Er hat schon Ultim-Teams wie “Spindrift” und “Sodébo” beraten, Class-40-Skipper Phil Sharp zum Sieg bei der Route du Rhum geroutet und Charlie Dalin seit dessen frühen Anfängen im MiniTransat meteorologisch begleitet. Kurz vor dem Start der Vendée Globe ist es vor allem die von ihm entwickelte Software Dorado, die Jure Jerman Zugang zu vielen der Top-Teams verschafft. Auch Will Harris und Boris Herrmann von Team Malizia bereiten sich damit vor.
Wir trafen den 58-jährigen Slowenen heute Früh, um die Aussichten für die ersten Tage zu diskutieren und sein Routingprogramm mit den neuesten Wetterdaten zu füttern.
Wer schon mal die Lage mit Hilfe von windy.com gecheckt hat, wird gesehen haben, dass ein sehr verhaltener Auftakt bevorsteht. Das ist für die Skipper und ihre Boote zwar allemal besser als eine biestige Kaltfront aus Westen, die weit üblicher wäre zu dieser Jahreszeit. Doch auch Leichtwind von um die fünf Knoten kann stressig sein. Und genau das erwartet die Flotte in den ersten zwölf Stunden.
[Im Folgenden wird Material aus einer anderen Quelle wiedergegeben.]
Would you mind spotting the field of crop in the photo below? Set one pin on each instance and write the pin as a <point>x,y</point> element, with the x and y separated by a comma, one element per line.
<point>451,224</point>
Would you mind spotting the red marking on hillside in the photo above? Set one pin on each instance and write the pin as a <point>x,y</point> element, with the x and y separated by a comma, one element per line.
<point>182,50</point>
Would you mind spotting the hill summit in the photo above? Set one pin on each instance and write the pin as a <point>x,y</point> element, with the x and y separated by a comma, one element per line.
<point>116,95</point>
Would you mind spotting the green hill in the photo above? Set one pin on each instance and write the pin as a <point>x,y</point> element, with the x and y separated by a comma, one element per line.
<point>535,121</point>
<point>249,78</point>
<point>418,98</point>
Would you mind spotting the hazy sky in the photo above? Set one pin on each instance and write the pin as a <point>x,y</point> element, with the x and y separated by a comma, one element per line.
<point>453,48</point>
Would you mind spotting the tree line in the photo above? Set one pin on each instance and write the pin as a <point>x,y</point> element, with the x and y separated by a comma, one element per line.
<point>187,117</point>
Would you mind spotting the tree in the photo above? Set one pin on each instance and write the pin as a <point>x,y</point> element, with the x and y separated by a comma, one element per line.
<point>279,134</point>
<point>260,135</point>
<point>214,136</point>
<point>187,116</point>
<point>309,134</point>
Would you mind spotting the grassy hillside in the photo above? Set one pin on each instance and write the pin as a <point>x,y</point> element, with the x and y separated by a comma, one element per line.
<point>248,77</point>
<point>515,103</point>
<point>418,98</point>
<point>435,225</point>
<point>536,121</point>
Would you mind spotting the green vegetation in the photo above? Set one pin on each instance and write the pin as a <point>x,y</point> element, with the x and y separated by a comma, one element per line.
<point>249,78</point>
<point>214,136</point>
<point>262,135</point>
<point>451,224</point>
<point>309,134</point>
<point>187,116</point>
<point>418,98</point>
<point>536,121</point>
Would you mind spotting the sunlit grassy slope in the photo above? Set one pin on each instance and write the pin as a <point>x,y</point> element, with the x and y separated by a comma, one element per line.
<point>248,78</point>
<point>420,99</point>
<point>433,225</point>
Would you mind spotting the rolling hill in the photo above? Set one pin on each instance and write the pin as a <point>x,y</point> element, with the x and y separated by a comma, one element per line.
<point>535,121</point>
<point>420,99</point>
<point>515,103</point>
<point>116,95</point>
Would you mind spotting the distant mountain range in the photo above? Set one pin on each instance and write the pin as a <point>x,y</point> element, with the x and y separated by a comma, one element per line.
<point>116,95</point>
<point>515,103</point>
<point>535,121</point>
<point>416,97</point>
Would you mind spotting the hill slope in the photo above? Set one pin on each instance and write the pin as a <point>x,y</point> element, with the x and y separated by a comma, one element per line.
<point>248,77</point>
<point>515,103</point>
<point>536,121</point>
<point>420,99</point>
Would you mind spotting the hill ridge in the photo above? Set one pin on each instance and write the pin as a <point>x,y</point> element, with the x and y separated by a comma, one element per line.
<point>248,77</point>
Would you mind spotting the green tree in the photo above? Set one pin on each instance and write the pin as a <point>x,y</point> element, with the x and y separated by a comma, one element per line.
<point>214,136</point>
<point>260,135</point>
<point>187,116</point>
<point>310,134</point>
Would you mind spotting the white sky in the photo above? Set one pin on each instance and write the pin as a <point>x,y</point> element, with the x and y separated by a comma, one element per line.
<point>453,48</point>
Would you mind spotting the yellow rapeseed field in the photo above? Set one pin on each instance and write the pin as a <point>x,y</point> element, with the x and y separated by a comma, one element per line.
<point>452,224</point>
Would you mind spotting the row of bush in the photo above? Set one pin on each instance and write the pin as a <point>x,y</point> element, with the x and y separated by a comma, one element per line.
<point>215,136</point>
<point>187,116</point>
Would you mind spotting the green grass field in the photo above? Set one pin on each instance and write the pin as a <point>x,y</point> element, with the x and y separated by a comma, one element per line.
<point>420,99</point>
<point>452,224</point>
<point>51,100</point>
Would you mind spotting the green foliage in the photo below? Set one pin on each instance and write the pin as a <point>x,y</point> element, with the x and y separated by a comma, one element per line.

Jure Jerman, selbst engagierter Regattasegler und mehrfacher Silverrudder-Finisher, beschreibt das Szenario als „untypisch“, weil zwei Hochs über der Biskaya liegen, welche wie eine Art Straßensperre die Zugrichtung der nordatlantischen Tiefs blockieren. Gleichzeitig fehle die ordnende Wirkung des Azoren-Hochs, das sonst wetterbestimmend wäre.
Zwar werde die Vendée-Flotte schon in der Nacht zu Montag auf See mehr und stabileren Wind aus Nordost finden und bei Kap Finisterre gar bis zu 30 Knoten und brechende Seen, doch bleibt die Druckverteilung danach auch auf Höhe der portugiesischen Küste mäßig.
Nach dem Dorado-Routing sollten die Imocas auf ihrem Weg nach Süden relativ weit westlich bleiben. Weil der Nordost-Passat mangels Azoren-Hoch eher flau bleibt und auf Höhe von Gibraltar ein schwachwindiger Übergang zu meistern ist, „werden die schnellsten Boote rund zehn Tage bis zum Äquator brauchen“, schätzt Jure Jerman.
Boris Herrmann hatte gestern in seiner letzten Pressekonferenz vor dem Start schon prophezeit, dass deswegen womöglich sogar die Aussicht auf einen neuen Vendée-Rekord dahin ist. Denn vor acht Jahren brauchten die Besten nur gut sechs Tage – Zeit, die schwer aufzuholen sein dürfte.
Die Wettermodelle sind sich freilich nicht ganz einig. Schon für die ersten vier Tage differieren die GFS- und ECMWF-Routings um bis zu 200 Seemeilen. Fest steht, dass die Bedingungen anfangs eher die leichteren Non-Foiler bevorteilen. Für Boris‘ „Malizia – Seaexplorer“ könnte es dagegen schwierig werden, sich in der Spitzengruppe zu halten, denn sein Boot glänzt vor allem in raueren Bedingungen. Es wird jedenfalls ein besonderer Start werden, soviel steht fest.
Wir werden auch im weiteren Verlauf der Vendée immer dann, wenn wichtige taktische Entscheidungen anstehen, ausführliche Wetteranalysen veröffentlichen.